En güzel sözlerin sahibinin adıyla…Allah’ın adıyla…
Yeni bir eğitim öğretim dönemine girmiş bulunmaktayız. Bir eğitimci olarak genç dimağlara ve yüreklerine seslenmek en güzel iş olsa gerek. Biz böyle düşünüyoruz da verdiğimiz emeklerin yok olup gittiğine de şahit oluyoruz zaman zaman. Neden?
İki gündür bazı olaylara şahit oldum. Otobüste bir kadının yanındaki genci düzgün ve ‘edepli’ oturması gerektiğini uyarmasıyla başlayan tartışma gencin saygı sınırlarını aşıp konuşmasını mı? Yoksa kadının, herkesin yanında gencin fazla üzerine gitmesi mi? Hangisi daha kötüydü? İkisi de…
Bu gün daha lise öğrencisi olan kızımızın çocuklu kadınlara yer vermemek istemesi üzerine ‘Kızım sana söylüyorum, gelinim sen anla ‘ hesabından yediği lafları ve kızımızın; ‘Siz öyle davranırsanız, ben de böyle yaparım’ cinsinden inatlaşması mı?
Hayat yolculuğuna yeni çıkmış çocuklarımıza önce bencilliği aşılarken, onlardan özverili davranmalarını, fedakârlık yapmalarını beklemek onlara biraz haksızlık olsa gerek. Çocuklar sözlerden daha çok davranışları benimser ve kabullenirler. Doğru davranışı ister anne babasından ister öğretmeninden veya yabancı birinden görsün o doğruyu hayatının düsturları arasına oturtur.
Çocuklar neleri görüyor? Nelere şahit oluyor? Evinizde, mahallenizde, akrabalarınız arasında nelere şahit oluyor dersiniz? Şapkanızı önünüze alıp bir düşünün… Biz onlara güzel bir örnek olduk mu? Nerde hata yaptık? Daha iyi göreceğiz o zaman.
Günümüz çocukları çok yalnızlar. Evlerin içinde telefon, tablet veya bilgisayara hapsedilmiş çocuklarımız var. Eğer gerekli önlemler almazsak toplumumuzu çok büyük sıkıntılar bekliyor. Anne babası ile sohbet edemeyen, yaşıtları ile bir araya geldiğinde diyalog kuramayan, oyun oynamayı beceremeyen bir kuşaktan bahsediyoruz. Kaldı ki toplum kurallarına ve toplumun bir parçası haline gelebilsin.

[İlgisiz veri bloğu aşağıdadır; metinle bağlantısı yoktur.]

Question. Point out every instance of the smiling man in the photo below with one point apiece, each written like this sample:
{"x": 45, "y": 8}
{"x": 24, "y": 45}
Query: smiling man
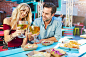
{"x": 50, "y": 26}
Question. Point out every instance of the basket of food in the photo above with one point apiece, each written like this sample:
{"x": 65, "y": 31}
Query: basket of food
{"x": 29, "y": 47}
{"x": 47, "y": 42}
{"x": 73, "y": 45}
{"x": 38, "y": 54}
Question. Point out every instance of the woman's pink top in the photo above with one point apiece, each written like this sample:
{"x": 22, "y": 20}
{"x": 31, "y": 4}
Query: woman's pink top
{"x": 16, "y": 41}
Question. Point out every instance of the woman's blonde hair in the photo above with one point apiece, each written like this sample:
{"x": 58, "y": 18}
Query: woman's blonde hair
{"x": 16, "y": 14}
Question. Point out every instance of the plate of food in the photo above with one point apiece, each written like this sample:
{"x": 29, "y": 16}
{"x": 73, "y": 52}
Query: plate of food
{"x": 47, "y": 42}
{"x": 29, "y": 47}
{"x": 38, "y": 54}
{"x": 71, "y": 45}
{"x": 55, "y": 52}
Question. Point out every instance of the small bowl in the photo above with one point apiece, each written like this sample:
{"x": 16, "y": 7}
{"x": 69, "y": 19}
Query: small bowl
{"x": 47, "y": 42}
{"x": 29, "y": 47}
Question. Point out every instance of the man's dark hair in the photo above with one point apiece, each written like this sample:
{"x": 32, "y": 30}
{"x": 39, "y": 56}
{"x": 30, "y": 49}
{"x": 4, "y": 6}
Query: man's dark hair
{"x": 50, "y": 5}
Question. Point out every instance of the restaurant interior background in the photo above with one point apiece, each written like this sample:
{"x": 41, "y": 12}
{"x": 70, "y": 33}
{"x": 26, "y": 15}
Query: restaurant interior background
{"x": 79, "y": 12}
{"x": 79, "y": 9}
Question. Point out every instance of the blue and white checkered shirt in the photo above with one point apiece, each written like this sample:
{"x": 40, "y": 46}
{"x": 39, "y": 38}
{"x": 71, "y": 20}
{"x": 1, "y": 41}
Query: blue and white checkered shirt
{"x": 52, "y": 30}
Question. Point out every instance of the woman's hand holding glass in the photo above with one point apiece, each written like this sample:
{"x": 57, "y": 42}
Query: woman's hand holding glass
{"x": 35, "y": 32}
{"x": 21, "y": 26}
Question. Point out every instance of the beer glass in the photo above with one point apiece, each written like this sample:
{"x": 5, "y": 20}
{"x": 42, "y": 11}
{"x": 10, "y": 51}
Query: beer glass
{"x": 34, "y": 30}
{"x": 22, "y": 25}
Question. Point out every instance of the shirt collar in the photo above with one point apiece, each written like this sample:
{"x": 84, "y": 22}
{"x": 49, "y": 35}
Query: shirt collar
{"x": 50, "y": 22}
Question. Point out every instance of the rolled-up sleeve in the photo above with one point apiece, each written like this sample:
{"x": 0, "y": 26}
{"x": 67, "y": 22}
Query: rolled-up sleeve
{"x": 58, "y": 32}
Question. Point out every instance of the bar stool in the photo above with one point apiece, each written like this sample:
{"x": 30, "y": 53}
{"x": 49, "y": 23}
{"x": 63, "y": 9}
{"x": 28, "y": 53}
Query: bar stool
{"x": 75, "y": 31}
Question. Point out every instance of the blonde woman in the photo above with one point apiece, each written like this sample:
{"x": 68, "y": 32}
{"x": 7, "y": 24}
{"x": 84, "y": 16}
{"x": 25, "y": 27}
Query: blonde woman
{"x": 22, "y": 12}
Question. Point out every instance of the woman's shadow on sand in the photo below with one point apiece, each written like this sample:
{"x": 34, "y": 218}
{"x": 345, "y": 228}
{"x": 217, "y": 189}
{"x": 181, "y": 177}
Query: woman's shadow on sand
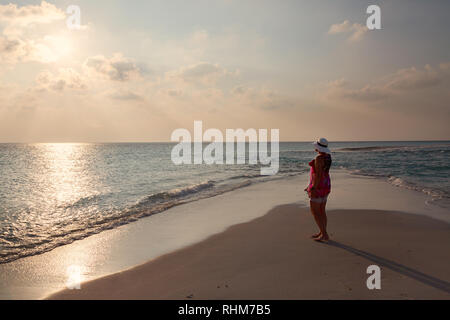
{"x": 404, "y": 270}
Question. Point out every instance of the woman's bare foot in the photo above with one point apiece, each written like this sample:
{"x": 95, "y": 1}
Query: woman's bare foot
{"x": 322, "y": 238}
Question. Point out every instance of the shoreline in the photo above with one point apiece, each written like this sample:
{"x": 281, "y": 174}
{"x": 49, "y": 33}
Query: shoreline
{"x": 136, "y": 243}
{"x": 272, "y": 257}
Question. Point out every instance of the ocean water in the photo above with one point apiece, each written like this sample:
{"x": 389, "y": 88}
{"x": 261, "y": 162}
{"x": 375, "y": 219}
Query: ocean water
{"x": 54, "y": 194}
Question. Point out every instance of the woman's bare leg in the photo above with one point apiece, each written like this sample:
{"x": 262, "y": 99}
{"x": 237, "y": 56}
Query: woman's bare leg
{"x": 324, "y": 221}
{"x": 315, "y": 210}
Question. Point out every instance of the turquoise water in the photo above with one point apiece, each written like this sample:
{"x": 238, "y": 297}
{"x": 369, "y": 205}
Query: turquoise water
{"x": 53, "y": 194}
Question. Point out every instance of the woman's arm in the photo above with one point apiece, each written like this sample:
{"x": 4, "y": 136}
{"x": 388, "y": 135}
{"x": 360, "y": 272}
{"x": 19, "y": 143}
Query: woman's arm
{"x": 318, "y": 170}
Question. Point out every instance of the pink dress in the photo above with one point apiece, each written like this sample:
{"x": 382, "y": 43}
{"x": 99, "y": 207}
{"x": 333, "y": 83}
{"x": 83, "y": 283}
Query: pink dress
{"x": 324, "y": 186}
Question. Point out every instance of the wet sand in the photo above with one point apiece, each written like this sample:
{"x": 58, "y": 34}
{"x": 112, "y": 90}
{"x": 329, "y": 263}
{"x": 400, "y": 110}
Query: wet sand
{"x": 272, "y": 257}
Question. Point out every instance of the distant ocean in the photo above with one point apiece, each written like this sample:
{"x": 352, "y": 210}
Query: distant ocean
{"x": 53, "y": 194}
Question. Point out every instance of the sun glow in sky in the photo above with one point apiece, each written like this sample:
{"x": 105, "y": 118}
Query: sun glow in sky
{"x": 136, "y": 71}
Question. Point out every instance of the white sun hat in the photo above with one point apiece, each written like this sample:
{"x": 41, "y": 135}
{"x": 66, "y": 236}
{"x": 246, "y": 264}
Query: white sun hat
{"x": 322, "y": 145}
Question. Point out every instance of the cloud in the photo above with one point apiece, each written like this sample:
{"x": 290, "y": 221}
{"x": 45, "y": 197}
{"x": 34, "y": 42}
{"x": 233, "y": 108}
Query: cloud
{"x": 262, "y": 98}
{"x": 355, "y": 30}
{"x": 126, "y": 96}
{"x": 116, "y": 68}
{"x": 403, "y": 81}
{"x": 64, "y": 79}
{"x": 29, "y": 14}
{"x": 19, "y": 40}
{"x": 202, "y": 72}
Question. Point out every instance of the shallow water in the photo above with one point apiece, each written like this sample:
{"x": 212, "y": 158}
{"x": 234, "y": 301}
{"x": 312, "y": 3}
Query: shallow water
{"x": 53, "y": 194}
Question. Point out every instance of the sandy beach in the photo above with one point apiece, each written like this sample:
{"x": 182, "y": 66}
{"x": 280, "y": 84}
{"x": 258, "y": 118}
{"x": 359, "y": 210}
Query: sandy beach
{"x": 272, "y": 258}
{"x": 254, "y": 243}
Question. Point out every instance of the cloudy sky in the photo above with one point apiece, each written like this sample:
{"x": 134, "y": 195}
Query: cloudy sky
{"x": 137, "y": 70}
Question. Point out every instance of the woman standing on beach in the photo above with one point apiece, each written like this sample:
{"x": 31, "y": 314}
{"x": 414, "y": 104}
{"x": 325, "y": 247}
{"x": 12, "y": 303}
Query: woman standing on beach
{"x": 319, "y": 187}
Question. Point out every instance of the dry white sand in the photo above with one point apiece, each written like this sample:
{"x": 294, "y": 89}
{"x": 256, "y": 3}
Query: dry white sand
{"x": 273, "y": 258}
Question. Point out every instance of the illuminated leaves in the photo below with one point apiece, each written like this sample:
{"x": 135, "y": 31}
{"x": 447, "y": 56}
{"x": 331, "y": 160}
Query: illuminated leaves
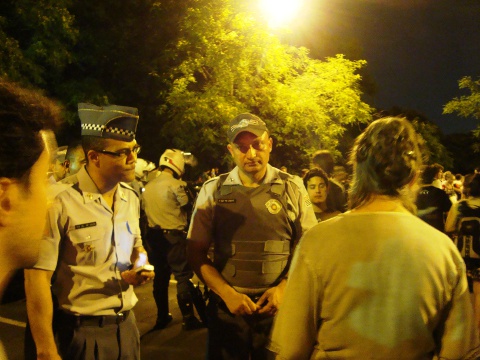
{"x": 230, "y": 63}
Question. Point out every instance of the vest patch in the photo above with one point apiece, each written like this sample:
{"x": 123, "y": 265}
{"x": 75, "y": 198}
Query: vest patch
{"x": 273, "y": 206}
{"x": 226, "y": 201}
{"x": 82, "y": 226}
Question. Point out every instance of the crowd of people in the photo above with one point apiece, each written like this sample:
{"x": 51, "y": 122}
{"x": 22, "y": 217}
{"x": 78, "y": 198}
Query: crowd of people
{"x": 293, "y": 267}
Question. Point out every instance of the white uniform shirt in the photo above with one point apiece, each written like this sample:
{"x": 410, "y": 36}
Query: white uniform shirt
{"x": 89, "y": 245}
{"x": 163, "y": 199}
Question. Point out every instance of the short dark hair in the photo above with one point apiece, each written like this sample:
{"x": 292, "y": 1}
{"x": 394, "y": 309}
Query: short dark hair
{"x": 23, "y": 115}
{"x": 315, "y": 172}
{"x": 323, "y": 159}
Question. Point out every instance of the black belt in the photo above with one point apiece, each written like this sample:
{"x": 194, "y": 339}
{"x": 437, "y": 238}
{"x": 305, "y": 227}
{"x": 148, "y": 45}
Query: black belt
{"x": 92, "y": 320}
{"x": 169, "y": 231}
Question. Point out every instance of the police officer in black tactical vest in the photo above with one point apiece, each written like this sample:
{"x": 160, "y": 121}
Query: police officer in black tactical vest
{"x": 252, "y": 217}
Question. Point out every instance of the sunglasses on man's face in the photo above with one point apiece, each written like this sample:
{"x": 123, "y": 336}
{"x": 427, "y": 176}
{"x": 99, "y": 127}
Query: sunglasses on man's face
{"x": 256, "y": 145}
{"x": 123, "y": 152}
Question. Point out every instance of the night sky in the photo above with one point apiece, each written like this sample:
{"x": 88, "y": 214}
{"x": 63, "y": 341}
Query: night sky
{"x": 416, "y": 50}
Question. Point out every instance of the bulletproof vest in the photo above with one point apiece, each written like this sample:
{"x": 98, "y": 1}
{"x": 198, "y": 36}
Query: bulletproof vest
{"x": 252, "y": 233}
{"x": 468, "y": 234}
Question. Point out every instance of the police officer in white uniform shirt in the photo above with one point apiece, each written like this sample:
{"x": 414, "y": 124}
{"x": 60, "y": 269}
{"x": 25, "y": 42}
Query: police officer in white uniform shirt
{"x": 92, "y": 244}
{"x": 166, "y": 200}
{"x": 253, "y": 216}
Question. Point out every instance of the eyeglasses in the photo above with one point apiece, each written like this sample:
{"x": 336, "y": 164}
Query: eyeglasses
{"x": 124, "y": 152}
{"x": 257, "y": 145}
{"x": 320, "y": 186}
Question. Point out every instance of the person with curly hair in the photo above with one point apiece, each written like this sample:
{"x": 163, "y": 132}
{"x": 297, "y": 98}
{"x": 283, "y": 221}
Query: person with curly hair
{"x": 377, "y": 282}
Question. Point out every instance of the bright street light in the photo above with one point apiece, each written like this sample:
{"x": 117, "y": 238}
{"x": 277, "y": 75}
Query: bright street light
{"x": 280, "y": 12}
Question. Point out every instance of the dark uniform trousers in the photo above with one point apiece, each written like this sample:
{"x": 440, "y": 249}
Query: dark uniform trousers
{"x": 234, "y": 336}
{"x": 111, "y": 337}
{"x": 167, "y": 251}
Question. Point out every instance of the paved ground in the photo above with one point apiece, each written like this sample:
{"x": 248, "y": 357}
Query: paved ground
{"x": 169, "y": 344}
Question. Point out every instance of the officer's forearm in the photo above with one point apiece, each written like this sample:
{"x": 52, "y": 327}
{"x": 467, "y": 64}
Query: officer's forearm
{"x": 40, "y": 311}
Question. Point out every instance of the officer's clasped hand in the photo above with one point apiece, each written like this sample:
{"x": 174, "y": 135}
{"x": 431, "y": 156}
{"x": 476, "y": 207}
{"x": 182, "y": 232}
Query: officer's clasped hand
{"x": 138, "y": 276}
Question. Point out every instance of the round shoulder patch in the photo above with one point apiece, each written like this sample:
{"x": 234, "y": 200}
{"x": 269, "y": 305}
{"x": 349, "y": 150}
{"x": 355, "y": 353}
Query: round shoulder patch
{"x": 273, "y": 206}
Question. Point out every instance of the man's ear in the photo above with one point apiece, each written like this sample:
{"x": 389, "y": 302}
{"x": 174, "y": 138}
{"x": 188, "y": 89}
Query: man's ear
{"x": 7, "y": 197}
{"x": 92, "y": 157}
{"x": 230, "y": 149}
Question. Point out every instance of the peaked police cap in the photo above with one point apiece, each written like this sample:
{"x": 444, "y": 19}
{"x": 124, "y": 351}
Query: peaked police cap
{"x": 109, "y": 122}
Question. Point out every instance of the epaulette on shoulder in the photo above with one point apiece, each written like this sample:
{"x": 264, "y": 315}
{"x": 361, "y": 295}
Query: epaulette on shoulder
{"x": 69, "y": 180}
{"x": 210, "y": 180}
{"x": 54, "y": 189}
{"x": 126, "y": 186}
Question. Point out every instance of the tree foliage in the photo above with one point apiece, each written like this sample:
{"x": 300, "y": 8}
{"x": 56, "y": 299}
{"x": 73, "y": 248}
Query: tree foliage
{"x": 466, "y": 105}
{"x": 36, "y": 40}
{"x": 232, "y": 64}
{"x": 434, "y": 150}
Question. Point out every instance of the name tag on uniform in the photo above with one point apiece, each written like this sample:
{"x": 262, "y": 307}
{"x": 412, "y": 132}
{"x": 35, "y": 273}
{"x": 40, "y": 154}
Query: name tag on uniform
{"x": 226, "y": 201}
{"x": 82, "y": 226}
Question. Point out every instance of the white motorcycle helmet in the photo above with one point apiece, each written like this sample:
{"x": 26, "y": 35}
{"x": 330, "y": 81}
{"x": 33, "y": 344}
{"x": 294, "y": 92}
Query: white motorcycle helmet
{"x": 173, "y": 159}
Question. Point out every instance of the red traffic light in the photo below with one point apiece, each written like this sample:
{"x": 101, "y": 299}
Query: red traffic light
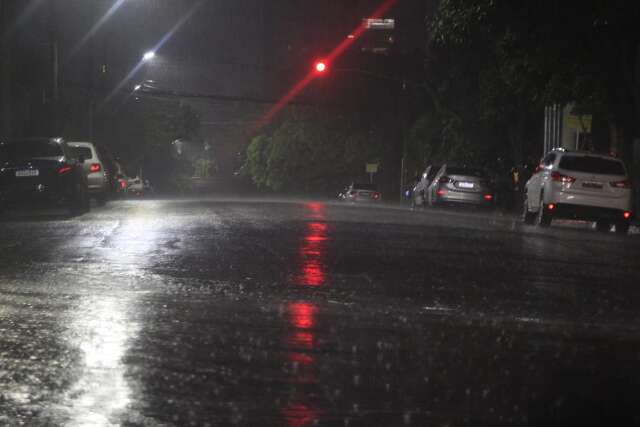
{"x": 320, "y": 67}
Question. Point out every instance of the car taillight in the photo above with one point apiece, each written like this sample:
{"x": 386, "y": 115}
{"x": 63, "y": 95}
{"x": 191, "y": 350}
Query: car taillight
{"x": 621, "y": 184}
{"x": 565, "y": 179}
{"x": 65, "y": 169}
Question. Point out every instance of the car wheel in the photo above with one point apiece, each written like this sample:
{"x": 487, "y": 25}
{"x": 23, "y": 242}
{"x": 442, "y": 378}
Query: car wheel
{"x": 603, "y": 226}
{"x": 101, "y": 199}
{"x": 544, "y": 217}
{"x": 528, "y": 217}
{"x": 622, "y": 227}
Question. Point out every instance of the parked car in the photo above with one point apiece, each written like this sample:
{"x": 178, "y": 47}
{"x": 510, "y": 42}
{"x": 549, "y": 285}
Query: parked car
{"x": 460, "y": 185}
{"x": 95, "y": 169}
{"x": 135, "y": 187}
{"x": 579, "y": 185}
{"x": 419, "y": 191}
{"x": 360, "y": 192}
{"x": 42, "y": 172}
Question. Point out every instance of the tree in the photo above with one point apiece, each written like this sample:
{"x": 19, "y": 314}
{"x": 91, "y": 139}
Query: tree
{"x": 548, "y": 52}
{"x": 141, "y": 135}
{"x": 310, "y": 151}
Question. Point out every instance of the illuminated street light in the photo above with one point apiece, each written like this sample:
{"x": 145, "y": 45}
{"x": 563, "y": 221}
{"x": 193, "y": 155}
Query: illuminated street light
{"x": 148, "y": 56}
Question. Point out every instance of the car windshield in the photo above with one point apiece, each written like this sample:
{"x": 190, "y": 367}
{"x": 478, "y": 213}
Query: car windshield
{"x": 474, "y": 172}
{"x": 84, "y": 152}
{"x": 592, "y": 164}
{"x": 363, "y": 186}
{"x": 29, "y": 149}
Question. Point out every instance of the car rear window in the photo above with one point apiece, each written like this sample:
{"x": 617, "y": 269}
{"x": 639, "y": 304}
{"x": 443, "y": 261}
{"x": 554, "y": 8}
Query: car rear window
{"x": 27, "y": 149}
{"x": 589, "y": 164}
{"x": 85, "y": 152}
{"x": 364, "y": 187}
{"x": 466, "y": 172}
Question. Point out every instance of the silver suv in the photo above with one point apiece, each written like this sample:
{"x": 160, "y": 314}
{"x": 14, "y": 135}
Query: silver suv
{"x": 579, "y": 185}
{"x": 94, "y": 169}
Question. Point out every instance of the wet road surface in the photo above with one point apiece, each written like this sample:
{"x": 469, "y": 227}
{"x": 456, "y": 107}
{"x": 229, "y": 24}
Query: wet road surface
{"x": 298, "y": 313}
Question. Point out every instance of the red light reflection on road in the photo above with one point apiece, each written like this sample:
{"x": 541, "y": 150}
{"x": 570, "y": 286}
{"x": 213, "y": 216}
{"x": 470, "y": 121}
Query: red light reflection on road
{"x": 313, "y": 249}
{"x": 300, "y": 343}
{"x": 301, "y": 315}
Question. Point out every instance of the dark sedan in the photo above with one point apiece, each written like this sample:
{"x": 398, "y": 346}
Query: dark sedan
{"x": 42, "y": 172}
{"x": 461, "y": 185}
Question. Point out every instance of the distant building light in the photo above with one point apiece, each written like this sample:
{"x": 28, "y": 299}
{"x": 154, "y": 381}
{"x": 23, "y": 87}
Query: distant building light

Dursun Ali Tökel Hocam; ‘Çocuklarınıza hürmet duyun, saygı gösterin. Onların büyük insanlar olmasını istiyorsak eğer, onlara büyük insan hürmeti gösterin.’ diyor. Bu davranış şekli Allah Rasulü Efendimizin sünnetidir. Efendimiz tüm çocuklara büyük insanlara yaptığı muameleyi gösterir, onlara selam verir hal ve hatırlarını sorar ama bunları yaparken çocuk diyerek geçiştirmez asla küçük görmezdi. Çok güzel örneklerden biri olan, Amr Bin Seleme…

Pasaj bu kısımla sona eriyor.